7. “The Ballad of Blu-ray and Scratchy Old Film”

“Turner Classic Movies online says that of the 162,984 films listed in its database (based on the authoritative AFI Catalog), only 5,980 (3.67 percent) are available on home video.”

8. “Creativity and Chaos, Served in Equal Measure”

“In a decade marked by perpetual apprehension and irrational exuberance, he was the most musically inventive, the most psychologically complicated, and the most emblematic of the times: an exemplar of creativity through, and about, chaos.”

9. “The Naked and the Conflicted”

“Our new batch of young or youngish male novelists are not dreaming up Portnoys or Rabbits. The current sexual style is more childlike; innocence is more fashionable than virility, the cuddle preferable to sex.”

10. “Mind Reading”

“We are born with a highly structured brain. But those brains are also transformed by our experiences, especially our early experiences. More than any other animal, we humans constantly reshape our environment. We also have an exceptionally long childhood and especially plastic young brains. Each new generation of children grows up in the new environment its parents have created, and each generation of brains becomes wired in a different way. The human mind can change radically in just a few generations.”
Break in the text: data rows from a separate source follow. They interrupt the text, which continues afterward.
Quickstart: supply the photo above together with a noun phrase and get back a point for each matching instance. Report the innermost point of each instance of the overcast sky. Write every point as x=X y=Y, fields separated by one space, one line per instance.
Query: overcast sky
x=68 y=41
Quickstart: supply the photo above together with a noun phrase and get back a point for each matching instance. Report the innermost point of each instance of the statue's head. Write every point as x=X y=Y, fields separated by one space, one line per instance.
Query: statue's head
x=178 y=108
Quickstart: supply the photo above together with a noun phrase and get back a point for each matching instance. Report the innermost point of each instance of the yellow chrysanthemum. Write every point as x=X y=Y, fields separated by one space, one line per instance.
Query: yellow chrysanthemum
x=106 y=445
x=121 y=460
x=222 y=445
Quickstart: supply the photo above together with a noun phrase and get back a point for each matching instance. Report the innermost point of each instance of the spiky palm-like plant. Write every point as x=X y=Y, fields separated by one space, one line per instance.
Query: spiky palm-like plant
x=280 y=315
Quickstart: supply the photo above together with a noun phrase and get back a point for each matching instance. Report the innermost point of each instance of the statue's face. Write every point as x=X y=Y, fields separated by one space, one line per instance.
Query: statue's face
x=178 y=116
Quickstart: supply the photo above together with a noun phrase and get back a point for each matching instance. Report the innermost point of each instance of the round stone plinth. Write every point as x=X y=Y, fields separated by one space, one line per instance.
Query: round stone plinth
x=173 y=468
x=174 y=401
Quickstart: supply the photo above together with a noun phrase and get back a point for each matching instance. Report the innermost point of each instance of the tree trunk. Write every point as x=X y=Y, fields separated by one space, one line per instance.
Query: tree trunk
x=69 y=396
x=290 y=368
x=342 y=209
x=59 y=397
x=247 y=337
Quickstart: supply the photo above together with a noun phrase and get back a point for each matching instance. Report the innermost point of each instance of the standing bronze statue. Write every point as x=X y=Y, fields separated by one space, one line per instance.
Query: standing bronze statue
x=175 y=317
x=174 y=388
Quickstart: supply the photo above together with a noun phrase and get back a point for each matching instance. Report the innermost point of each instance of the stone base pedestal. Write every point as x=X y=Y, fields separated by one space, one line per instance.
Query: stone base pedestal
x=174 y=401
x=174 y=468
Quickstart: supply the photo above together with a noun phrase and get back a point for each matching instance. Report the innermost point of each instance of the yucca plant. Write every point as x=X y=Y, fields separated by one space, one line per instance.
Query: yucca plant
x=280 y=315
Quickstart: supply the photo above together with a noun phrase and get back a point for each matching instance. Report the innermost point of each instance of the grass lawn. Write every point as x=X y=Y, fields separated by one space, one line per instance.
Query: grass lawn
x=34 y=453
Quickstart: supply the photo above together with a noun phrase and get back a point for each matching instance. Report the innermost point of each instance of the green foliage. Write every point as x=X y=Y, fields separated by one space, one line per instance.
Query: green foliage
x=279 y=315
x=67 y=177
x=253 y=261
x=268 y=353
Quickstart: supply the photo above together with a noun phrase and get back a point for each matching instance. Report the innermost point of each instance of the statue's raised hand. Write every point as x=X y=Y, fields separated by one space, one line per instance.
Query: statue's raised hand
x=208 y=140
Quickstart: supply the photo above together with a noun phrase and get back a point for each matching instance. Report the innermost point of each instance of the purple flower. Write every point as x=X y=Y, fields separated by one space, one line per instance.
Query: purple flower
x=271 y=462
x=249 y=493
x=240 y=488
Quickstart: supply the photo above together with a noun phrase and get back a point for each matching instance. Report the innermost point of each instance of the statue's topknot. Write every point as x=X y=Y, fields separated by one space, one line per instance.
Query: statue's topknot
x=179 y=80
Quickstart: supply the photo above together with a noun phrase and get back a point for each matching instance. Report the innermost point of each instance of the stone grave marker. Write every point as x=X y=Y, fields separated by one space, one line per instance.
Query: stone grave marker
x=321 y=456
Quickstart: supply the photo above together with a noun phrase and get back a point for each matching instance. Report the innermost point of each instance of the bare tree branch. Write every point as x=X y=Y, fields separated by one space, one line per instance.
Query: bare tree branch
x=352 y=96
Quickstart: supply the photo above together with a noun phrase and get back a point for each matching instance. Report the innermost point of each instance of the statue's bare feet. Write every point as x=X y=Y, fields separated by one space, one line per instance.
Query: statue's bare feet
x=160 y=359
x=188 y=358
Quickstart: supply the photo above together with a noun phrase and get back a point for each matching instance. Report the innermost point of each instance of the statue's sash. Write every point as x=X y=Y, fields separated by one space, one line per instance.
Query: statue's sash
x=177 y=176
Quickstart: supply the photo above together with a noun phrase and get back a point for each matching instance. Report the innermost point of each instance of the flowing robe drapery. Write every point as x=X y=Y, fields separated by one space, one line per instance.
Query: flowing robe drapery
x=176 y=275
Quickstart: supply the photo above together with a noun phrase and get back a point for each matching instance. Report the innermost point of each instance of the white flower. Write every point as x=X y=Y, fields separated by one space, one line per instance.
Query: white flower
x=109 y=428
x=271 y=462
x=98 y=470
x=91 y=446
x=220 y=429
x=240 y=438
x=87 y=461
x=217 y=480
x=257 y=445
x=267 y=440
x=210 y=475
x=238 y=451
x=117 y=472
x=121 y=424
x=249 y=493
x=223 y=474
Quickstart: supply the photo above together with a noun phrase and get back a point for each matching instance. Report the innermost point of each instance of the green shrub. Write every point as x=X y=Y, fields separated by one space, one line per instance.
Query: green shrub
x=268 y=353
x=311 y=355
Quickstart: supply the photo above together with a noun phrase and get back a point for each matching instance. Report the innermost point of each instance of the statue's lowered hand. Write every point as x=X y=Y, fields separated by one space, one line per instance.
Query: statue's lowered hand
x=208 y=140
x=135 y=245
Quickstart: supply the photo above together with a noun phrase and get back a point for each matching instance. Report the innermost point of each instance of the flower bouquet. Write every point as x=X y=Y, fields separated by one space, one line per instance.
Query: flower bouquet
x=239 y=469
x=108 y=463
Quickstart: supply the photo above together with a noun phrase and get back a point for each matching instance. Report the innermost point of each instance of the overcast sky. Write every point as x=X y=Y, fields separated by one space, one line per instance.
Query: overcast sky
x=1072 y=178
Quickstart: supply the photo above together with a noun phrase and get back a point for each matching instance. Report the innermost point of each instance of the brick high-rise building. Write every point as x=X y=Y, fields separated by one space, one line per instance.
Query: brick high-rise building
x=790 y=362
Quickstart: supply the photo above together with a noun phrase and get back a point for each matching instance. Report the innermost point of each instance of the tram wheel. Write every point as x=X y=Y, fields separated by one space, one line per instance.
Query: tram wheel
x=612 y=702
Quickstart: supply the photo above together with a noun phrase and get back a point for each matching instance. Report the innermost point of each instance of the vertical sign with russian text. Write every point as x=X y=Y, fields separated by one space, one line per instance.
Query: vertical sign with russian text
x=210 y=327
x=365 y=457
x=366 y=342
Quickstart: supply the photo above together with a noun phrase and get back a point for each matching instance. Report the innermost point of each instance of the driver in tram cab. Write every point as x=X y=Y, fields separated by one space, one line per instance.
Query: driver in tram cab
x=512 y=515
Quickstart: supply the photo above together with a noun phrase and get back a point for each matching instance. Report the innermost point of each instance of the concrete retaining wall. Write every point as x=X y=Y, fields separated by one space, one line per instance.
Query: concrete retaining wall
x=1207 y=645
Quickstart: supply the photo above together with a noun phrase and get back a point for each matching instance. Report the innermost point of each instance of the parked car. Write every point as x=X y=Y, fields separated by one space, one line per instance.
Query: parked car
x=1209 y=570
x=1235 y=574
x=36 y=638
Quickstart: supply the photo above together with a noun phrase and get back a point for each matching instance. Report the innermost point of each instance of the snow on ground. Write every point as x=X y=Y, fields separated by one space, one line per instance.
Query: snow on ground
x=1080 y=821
11. “The Case of the Vanishing Full-Time Professor”

“In 1960, 75 percent of college instructors were full-time tenured or tenure-track professors; today only 27 percent are. The rest are graduate students or adjunct and contingent faculty — instructors employed on a per-course or yearly contract basis, usually without benefits and earning a third or less of what their tenured colleagues make. The recession means their numbers are growing.”

12. “How to Train the Aging Brain”

“Over the past several years, scientists have looked deeper into how brains age and confirmed that they continue to develop through and beyond middle age.”

13. “Making College ‘Relevant'”

“Even before they arrive on campus, students — and their parents — are increasingly focused on what comes after college. What’s the return on investment, especially as the cost of that investment keeps rising? How will that major translate into a job?”

14. “Embracing the Marketplace”

“Today, fewer than 10 percent of undergraduates major in one of the humanities (compared with a quarter who major in business), partly because they fear it won’t help them get a job. Unless, of course, they want to be a professor.”